Kurzform vorweg: Rechnen Sie bei Klinker mit 8 bis 15 Euro pro Quadratmeter, je nach Verschmutzung, Zustand der Fugen und Zugänglichkeit. Alles darunter ist verdächtig, alles darüber braucht eine klare Begründung.
Kosten pro m² — was realistisch ist
Die Preisspanne für Klinkerreinigung liegt in Deutschland 2026 zwischen 8 und 15 Euro pro Quadratmeter. Das ist rund 20 bis 30 Prozent mehr als bei einer glatten Putzfassade, wo Sie je nach Verschmutzung zwischen 6 und 11 Euro pro Quadratmeter kalkulieren. Der Aufschlag hat drei klare Ursachen: die poröse Oberfläche nimmt Schmutz tief auf, die Fugen erfordern separate Behandlung, und ein substratgerechtes Verfahren wie JOS-Wirbelstrahlen ist arbeitsintensiver als reines Anspritzen.

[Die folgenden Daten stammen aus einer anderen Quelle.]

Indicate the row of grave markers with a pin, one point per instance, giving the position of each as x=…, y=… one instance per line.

Ein typisches Einfamilienhaus mit 150 m² Klinkerfläche kostet damit zwischen 1.200 und 2.250 Euro inklusive Gerüst oder Hubsteiger. Kommen Fugensanierung, Zementschleierentfernung oder Imprägnierung dazu, landet das Projekt eher bei 2.500 bis 3.800 Euro. Konkrete Festpreis-Beispiele aus dem Ruhrgebiet zeigen: bei Vormauerklinker mit leichter Veralgung liegen saubere Angebote meist bei 9 bis 11 Euro pro Quadratmeter, bei historischem Ziegel mit ausgewaschenen Fugen eher bei 13 bis 15 Euro.
Entscheidend: Ein pauschales Angebot ohne Vor-Ort-Termin ist bei Klinker seriös fast unmöglich. Der Zustand variiert zu stark — das muss jemand anschauen.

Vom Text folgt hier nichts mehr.